Bob la vio primero. Se quedó mirándola con los ojos muy abiertos, sin lograr articular palabra. Aparicio le siguió la mirada y se quedó también inmóvil, con una expresión entre alarmada e irritada.


-Perdonad, no quería interrumpiros -les dijo-. Pero tengo un pequeño problema.


-¿Cuánto tiempo llevas ahí? -la increpó Aparicio.


-Digamos que el suficiente.


-Cecilia, por favor… -empezó Bob.


-No tienes por qué preocuparte de nada, Bob.


-¿Qué quieres? -le preguntó Aparicio.


-Me ha venido la regla. Necesito cambiarme las bragas y ponerme una compresa.


Aparicio miró con cara de asco los surcos de sangre que le bajaban por el interior de los muslos.


-No te preocupes, que yo lo puedo hacer todo -lo tranquilizó ella-. Sólo necesito que me abras la cerradura de las bragas y me des otras limpias... Y un tampón, claro.


Aparicio la miraba pensativo, sin duda planeando lo que debía hacer.


-Esperaos los dos aquí un momento. Luego subid de uno en uno. Procurad que no os vea nadie. Estaré en la isla de los enfermeros con lo que necesitas, Cecilia. Roberto, tú vete derecho a la cama.


En cuanto se dejaron de oír los pasos de Aparicio por la escalera de metal, Bob se volvió hacia ella con aire suplicante.

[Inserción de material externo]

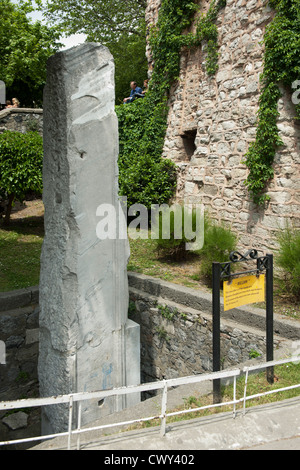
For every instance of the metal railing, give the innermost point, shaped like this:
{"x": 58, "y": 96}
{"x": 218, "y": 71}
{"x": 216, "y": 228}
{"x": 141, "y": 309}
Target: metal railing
{"x": 163, "y": 385}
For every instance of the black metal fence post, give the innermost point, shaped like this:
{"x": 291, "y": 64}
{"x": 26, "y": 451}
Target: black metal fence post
{"x": 216, "y": 330}
{"x": 270, "y": 317}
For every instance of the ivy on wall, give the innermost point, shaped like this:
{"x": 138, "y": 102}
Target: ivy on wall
{"x": 144, "y": 176}
{"x": 281, "y": 67}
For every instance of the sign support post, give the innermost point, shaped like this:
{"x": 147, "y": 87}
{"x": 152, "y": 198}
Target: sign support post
{"x": 221, "y": 271}
{"x": 270, "y": 318}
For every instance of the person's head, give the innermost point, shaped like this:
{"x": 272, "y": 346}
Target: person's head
{"x": 15, "y": 101}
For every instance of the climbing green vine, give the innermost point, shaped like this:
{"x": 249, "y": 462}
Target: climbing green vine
{"x": 145, "y": 177}
{"x": 281, "y": 67}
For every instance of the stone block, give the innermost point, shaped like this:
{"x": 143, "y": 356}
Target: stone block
{"x": 83, "y": 281}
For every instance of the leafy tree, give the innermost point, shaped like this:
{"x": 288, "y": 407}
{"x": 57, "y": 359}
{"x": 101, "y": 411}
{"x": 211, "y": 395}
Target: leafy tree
{"x": 106, "y": 20}
{"x": 21, "y": 160}
{"x": 24, "y": 48}
{"x": 119, "y": 25}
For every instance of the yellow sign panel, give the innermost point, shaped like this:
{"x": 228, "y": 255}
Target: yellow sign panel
{"x": 243, "y": 291}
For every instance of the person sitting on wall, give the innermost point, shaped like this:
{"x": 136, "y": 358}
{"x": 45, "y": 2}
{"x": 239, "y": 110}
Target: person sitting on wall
{"x": 15, "y": 103}
{"x": 136, "y": 92}
{"x": 145, "y": 87}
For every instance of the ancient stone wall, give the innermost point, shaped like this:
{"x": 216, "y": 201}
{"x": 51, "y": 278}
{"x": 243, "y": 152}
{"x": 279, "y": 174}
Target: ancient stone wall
{"x": 212, "y": 121}
{"x": 21, "y": 120}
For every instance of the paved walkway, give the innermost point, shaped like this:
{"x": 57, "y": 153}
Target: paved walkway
{"x": 267, "y": 427}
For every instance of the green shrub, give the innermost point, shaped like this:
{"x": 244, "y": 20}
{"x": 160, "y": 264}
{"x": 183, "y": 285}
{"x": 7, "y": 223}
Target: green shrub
{"x": 288, "y": 258}
{"x": 144, "y": 176}
{"x": 21, "y": 162}
{"x": 172, "y": 243}
{"x": 219, "y": 242}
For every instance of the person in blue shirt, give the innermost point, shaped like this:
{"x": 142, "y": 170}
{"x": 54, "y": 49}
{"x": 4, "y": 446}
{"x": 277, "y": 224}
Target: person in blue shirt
{"x": 136, "y": 92}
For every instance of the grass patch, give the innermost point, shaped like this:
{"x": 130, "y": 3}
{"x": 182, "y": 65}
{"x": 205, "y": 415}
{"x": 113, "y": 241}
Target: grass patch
{"x": 20, "y": 248}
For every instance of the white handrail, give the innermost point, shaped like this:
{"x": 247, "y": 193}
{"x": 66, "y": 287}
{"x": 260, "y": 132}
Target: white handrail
{"x": 160, "y": 385}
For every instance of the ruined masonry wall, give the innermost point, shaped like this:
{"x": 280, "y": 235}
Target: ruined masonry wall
{"x": 221, "y": 113}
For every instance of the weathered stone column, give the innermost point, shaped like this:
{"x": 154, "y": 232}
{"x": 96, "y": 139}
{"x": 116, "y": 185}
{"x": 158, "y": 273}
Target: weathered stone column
{"x": 86, "y": 339}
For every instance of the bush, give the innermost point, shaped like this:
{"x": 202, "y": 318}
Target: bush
{"x": 288, "y": 258}
{"x": 173, "y": 242}
{"x": 219, "y": 242}
{"x": 21, "y": 162}
{"x": 144, "y": 176}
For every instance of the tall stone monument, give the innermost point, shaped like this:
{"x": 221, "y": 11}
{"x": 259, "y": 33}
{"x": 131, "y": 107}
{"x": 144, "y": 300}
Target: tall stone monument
{"x": 87, "y": 342}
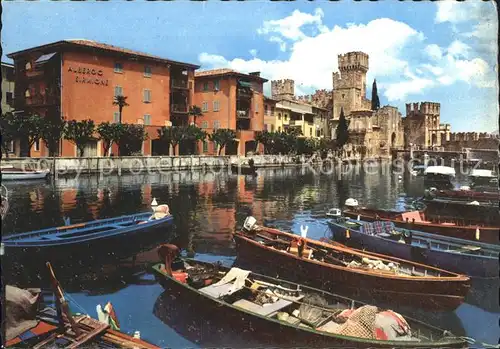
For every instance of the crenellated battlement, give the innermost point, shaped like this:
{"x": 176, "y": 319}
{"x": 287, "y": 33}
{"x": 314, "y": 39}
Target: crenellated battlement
{"x": 426, "y": 108}
{"x": 353, "y": 61}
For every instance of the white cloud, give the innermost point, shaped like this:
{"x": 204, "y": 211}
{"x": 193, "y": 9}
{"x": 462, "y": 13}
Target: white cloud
{"x": 398, "y": 91}
{"x": 434, "y": 51}
{"x": 291, "y": 27}
{"x": 313, "y": 59}
{"x": 479, "y": 17}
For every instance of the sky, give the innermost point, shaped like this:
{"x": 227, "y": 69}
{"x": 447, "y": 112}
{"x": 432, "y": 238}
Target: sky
{"x": 442, "y": 51}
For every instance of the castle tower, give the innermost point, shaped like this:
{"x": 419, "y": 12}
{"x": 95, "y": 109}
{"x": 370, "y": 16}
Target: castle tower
{"x": 283, "y": 89}
{"x": 349, "y": 84}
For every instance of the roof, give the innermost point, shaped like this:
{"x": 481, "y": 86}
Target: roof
{"x": 482, "y": 173}
{"x": 227, "y": 72}
{"x": 89, "y": 44}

-¡Por favor, no se lo digas a nadie!


Cecilia le rodeó los hombros con el brazo, dándole un apretón.


-No has hecho nada malo, Bob. No tienes nada de qué avergonzarte.


-Sí, pero si se llega a enterar el doctor Jarama…


-No te preocupes que nadie se va a enterar, porque a nadie le conviene que se sepa. A Aparicio el primero. Él es el que tiene más que perder.


-Sí, pero tú no… ¿De verdad que no vas a decir nada?


-¿Y por qué me iba a chivar?


-Para vengarte de Aparicio, de todas las putadas que te ha hecho.


-No soy rencorosa.


Bob se libró de su abrazo y la miró con cara asustada.


-Pero sí que lo puedes chantajear.


Eso es en lo que había estado pensando desde el principio, que había tenido mucha suerte de descubrir el punto débil de Aparicio. Esa podía ser la llave de su libertad. ¿Por qué no hacerlo? A la larga, a Bob le iba a dar lo mismo, aunque ahora estuviera muerto de miedo. Además, seguro que Aparicio accedería al chantaje, porque ella no le iba a pedir gran cosa, pero si se chivaba él perdería su empleo y toda posibilidad de encontrar otro similar.


De todas formas, Irene iba a avisar a Julio y a Laura. Quizás lo hubiera hecho ya.


-¡Por favor, Cecilia! Somos amigos, ¿no?


-Vale. No diré nada, no te preocupes.


-¿De verdad? ¿Me lo prometes?


-Te lo prometo. Y ahora vete a la cama. Tengo los pies helados.


Bob subió las escaleras, mirándola desaprensivo. Esperó unos minutos y subió ella también. Aparicio la esperaba en la isla de los enfermeros y, sin mediar palabra, le dio unas bragas limpias, sin cierre, y una caja de tampones. Pero su mirada huidiza y su expresión sombría lo decían todo. Ella le respondió con el mismo silencio.


Se dio una ducha, se puso un tampón y las bragas limpias, y se metió en la cama.


Fue una gozada poder masturbarse después de estar casi una semana sin hacerlo. Las imágenes de los cuerpos desnudos de Bob y Aparicio seguían frescas en su memoria. No le hizo falta imaginarse ninguna otra cosa.